スプライトとは?
すぷらいと
スプライトとは、強い雷雨の上空で発生する赤やオレンジ色の発光現象で、上向きに広がる幻想的な放電現象です。
スプライト(Sprite)とは、大型の雷雲の上空(高度40〜90km付近)に発生する赤みがかったオレンジ色・赤色の発光現象です。1989年に偶然撮影されて存在が確認された比較的新しく発見された自然現象で、上層大気発光現象(TLE:Transient Luminous Events)の一種に分類されます。

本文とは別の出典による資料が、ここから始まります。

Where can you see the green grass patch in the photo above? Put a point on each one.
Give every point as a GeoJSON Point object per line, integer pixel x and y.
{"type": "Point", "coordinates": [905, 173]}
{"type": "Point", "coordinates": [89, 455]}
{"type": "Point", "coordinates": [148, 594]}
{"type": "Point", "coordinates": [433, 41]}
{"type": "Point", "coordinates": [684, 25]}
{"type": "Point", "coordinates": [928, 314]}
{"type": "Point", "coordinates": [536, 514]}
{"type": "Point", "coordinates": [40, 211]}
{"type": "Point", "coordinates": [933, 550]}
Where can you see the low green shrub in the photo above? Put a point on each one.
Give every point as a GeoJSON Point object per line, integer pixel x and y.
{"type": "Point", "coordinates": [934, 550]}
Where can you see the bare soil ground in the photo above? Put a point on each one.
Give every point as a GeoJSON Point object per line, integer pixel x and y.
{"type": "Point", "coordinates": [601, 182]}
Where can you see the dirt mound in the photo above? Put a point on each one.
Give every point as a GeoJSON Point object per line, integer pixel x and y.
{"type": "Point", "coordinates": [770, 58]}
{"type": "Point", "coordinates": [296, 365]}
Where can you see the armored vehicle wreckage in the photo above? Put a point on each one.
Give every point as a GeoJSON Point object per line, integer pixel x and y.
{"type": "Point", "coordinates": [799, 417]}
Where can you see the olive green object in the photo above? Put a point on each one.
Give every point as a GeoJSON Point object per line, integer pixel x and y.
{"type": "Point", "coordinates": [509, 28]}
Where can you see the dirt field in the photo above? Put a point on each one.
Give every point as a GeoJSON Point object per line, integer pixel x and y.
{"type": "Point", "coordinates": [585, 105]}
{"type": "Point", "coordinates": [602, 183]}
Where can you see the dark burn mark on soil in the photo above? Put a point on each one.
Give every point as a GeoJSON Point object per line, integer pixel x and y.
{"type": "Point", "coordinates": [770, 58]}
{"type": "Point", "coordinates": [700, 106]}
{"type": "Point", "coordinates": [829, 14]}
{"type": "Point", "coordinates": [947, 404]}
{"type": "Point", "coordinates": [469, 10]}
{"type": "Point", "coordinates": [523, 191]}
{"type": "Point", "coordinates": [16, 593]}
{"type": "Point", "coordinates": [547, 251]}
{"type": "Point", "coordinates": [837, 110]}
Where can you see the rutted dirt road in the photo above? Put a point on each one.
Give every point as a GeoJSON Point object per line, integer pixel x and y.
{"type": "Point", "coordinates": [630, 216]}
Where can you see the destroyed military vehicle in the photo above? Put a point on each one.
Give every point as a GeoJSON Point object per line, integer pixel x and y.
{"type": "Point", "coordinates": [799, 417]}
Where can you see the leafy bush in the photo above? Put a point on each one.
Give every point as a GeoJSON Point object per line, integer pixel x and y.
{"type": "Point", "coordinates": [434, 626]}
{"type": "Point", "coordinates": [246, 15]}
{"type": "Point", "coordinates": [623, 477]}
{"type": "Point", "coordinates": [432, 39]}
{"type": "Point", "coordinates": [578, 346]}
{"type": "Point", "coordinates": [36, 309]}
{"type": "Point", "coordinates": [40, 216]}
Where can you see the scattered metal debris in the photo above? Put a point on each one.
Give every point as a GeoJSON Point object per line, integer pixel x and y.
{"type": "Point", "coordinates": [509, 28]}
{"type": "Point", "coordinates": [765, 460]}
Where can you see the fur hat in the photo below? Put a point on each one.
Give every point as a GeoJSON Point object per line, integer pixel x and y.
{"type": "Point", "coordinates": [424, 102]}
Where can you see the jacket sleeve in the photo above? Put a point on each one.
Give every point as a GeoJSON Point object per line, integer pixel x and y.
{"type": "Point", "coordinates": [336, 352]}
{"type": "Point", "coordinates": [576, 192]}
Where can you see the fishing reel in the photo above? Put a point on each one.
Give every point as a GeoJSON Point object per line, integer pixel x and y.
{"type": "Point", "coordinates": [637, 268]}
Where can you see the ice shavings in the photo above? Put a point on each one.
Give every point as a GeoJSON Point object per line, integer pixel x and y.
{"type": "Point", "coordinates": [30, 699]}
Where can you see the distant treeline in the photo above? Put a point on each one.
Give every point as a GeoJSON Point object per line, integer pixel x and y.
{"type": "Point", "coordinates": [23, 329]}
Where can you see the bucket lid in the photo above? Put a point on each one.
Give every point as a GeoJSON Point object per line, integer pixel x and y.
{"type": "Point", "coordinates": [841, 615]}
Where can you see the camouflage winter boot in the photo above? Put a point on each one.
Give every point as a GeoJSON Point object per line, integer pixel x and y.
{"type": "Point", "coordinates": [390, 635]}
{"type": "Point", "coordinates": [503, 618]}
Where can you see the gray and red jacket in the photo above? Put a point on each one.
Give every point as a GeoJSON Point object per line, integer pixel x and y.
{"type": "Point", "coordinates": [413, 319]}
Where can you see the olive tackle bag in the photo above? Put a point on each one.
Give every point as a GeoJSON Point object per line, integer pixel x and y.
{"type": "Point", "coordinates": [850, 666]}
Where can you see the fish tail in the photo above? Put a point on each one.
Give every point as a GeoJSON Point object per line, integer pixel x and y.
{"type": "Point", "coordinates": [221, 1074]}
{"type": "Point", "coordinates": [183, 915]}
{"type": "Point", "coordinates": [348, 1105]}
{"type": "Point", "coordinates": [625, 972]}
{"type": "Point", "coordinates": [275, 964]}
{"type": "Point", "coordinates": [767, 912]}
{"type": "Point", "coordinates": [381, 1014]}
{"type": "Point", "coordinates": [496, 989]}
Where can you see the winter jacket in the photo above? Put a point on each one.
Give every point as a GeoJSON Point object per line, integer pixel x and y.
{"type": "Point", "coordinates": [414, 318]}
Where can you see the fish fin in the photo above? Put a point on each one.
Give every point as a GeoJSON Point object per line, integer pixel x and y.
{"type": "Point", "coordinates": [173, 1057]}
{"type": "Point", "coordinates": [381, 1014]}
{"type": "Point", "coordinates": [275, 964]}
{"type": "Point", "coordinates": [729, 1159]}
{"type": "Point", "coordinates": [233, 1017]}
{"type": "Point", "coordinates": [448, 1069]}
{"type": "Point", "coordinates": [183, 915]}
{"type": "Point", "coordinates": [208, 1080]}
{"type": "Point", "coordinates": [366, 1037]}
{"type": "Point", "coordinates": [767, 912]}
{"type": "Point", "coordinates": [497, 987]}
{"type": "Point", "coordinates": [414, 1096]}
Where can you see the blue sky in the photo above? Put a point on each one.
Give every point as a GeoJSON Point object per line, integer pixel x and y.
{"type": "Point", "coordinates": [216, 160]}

スプライトは、強い正極性落雷(雲から地面へ流れる落雷のうち、正電荷が地面に移動するもの)が発生した直後に、雷雲の上側に向かって放電が広がることで起きます。持続時間は数ミリ秒と非常に短く、形状はクラゲやニンジン、カーテンなど様々なパターンをとります。
スプライトの主な特徴には以下のものがあります。
- 高度40〜90kmという非常に高い場所で発生する
- 地上からはほぼ見えず、航空機や衛星、高所から観測されることが多い
- 通常の落雷とは逆方向(上向き)に発生する
- 色は赤〜オレンジが主体で、下部に青いひげ状の突起を伴うこともある
スプライトと同類の現象にはエルブス(ELVES)やブルージェットなどがあります。これらは総称して「上層大気放電現象」と呼ばれ、宇宙天気や大気電気学の研究において重要なテーマとなっています。近年は高感度カメラの普及により一般の観測者による撮影例も増えています。
使い方・例文
夜間に高高度を飛行中のパイロットが、遠方の雷雲の真上でクラゲのような赤い発光が一瞬広がるのを目撃し、スプライトの撮影に成功した。